New legislation would make it illegal for larger businesses to use products unless they comply with local laws to protect natural areas.
The UK government have proposed a new law, which is now open for consultation, which aims to clamp down on illegal deforestation and protect rainforests.
The proposals would prohibit larger businesses operating in the UK from using products grown on land that was deforested illegally.
These businesses would be required to carry out due diligence on their supply chains by publishing information to show where key commodities – for example, cocoa, rubber, soy and palm oil – came from and that they were produced in line with local laws protecting forests and other natural ecosystems.
Businesses that fail to comply would be subject to fines, with the precise level to be set at a later date.
Protecting forests is central to tackling climate change. The UK Government note that the vast majority of deforestation – 80% – is caused by the production of agricultural commodities and most deforestation – up to 90% in some countries – is illegal.

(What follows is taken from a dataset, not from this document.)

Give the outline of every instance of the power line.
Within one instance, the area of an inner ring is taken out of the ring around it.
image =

This approach is designed to work in tandem with the existing efforts of governments, communities and business in producer countries to enforce national laws, benefiting law-abiding producers and companies.
The proposed legislation makes clear that illegally produced commodities have no place in the UK market, as we build back greener from coronavirus.

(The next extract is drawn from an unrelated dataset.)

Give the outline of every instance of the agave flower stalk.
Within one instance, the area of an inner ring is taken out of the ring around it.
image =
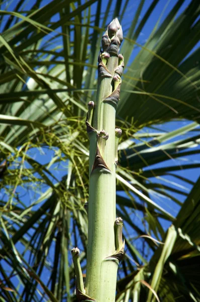
[[[123,57],[119,54],[122,39],[116,18],[102,38],[96,99],[88,104],[86,122],[90,141],[87,301],[115,301],[124,249],[122,219],[116,220],[116,169],[121,130],[115,129],[115,118],[124,67]]]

International Environment Minister Lord Goldsmith, said: “We have all seen the devastating pictures of the world’s most precious forests being cleared, often illegally, and we can’t afford not to act as a country. There is a hugely important connection between the products we buy and their wider environmental footprint, which is why the government is consulting today on new measures that would make it illegal for businesses in the UK to use commodities that are not grown in accordance with local laws.”

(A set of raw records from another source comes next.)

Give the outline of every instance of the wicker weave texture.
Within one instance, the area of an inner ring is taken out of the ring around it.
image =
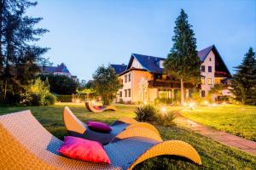
[[[163,141],[163,139],[159,135],[159,133],[156,133],[155,132],[145,128],[132,128],[125,129],[125,131],[119,133],[115,137],[115,139],[124,139],[132,138],[132,137],[144,137],[144,138],[154,139],[158,142]]]
[[[57,155],[62,141],[44,129],[30,111],[1,116],[0,135],[1,169],[121,169]]]
[[[159,131],[157,130],[157,128],[154,126],[153,126],[152,124],[149,124],[148,122],[137,122],[137,123],[133,123],[133,124],[131,124],[128,127],[126,127],[125,129],[136,128],[148,128],[149,130],[152,130],[153,132],[154,132],[158,135],[160,135]]]
[[[129,170],[131,170],[137,164],[147,159],[163,155],[183,156],[196,164],[201,165],[201,157],[193,146],[183,141],[169,140],[156,144],[149,148],[130,166]]]
[[[89,101],[85,102],[85,107],[88,110],[94,112],[94,113],[101,113],[103,112],[105,110],[113,110],[113,111],[117,111],[117,108],[113,105],[108,105],[106,107],[102,107],[101,109],[96,109],[91,105],[91,103]]]

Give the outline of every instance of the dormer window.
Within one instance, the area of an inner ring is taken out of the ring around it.
[[[161,69],[164,68],[164,60],[160,60],[160,61],[159,61],[159,66],[160,66],[160,68],[161,68]]]

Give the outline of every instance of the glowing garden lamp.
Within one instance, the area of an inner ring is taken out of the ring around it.
[[[207,100],[205,100],[204,104],[205,104],[205,105],[207,105],[209,104],[209,102]]]
[[[189,103],[189,108],[190,108],[191,110],[193,110],[193,109],[195,108],[195,103]]]
[[[166,115],[167,113],[167,109],[166,107],[161,107],[160,110],[161,110],[163,115]]]
[[[216,105],[217,105],[216,103],[213,103],[213,104],[212,104],[212,106],[213,106],[213,107],[216,107]]]

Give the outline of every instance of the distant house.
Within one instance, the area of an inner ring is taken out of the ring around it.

“Ahead of hosting the UN Climate Change Conference next year, the UK has a duty to lead the way in combatting the biodiversity and nature crisis now upon us.”
Sir Ian Cheshire, the chair of the independent taskforce, said: “Every day, British consumers buy food and other products which are contributing to the loss of the world’s most precious forests.”
“I’m delighted to see the Government respond to one of the key recommendations of the Global Resource Initiative. Starting a discussion on how changes in UK law could help us all to reduce our global footprint. I would encourage as many people as possible to respond to this important consultation.”
The consultation will run for six weeks and seek views from UK and international stakeholders, and will take into consideration potential impacts on businesses and other interests. As part of its Presidency of COP26, the UK will continue to support a discussion between governments from around the world to tackle this important issue.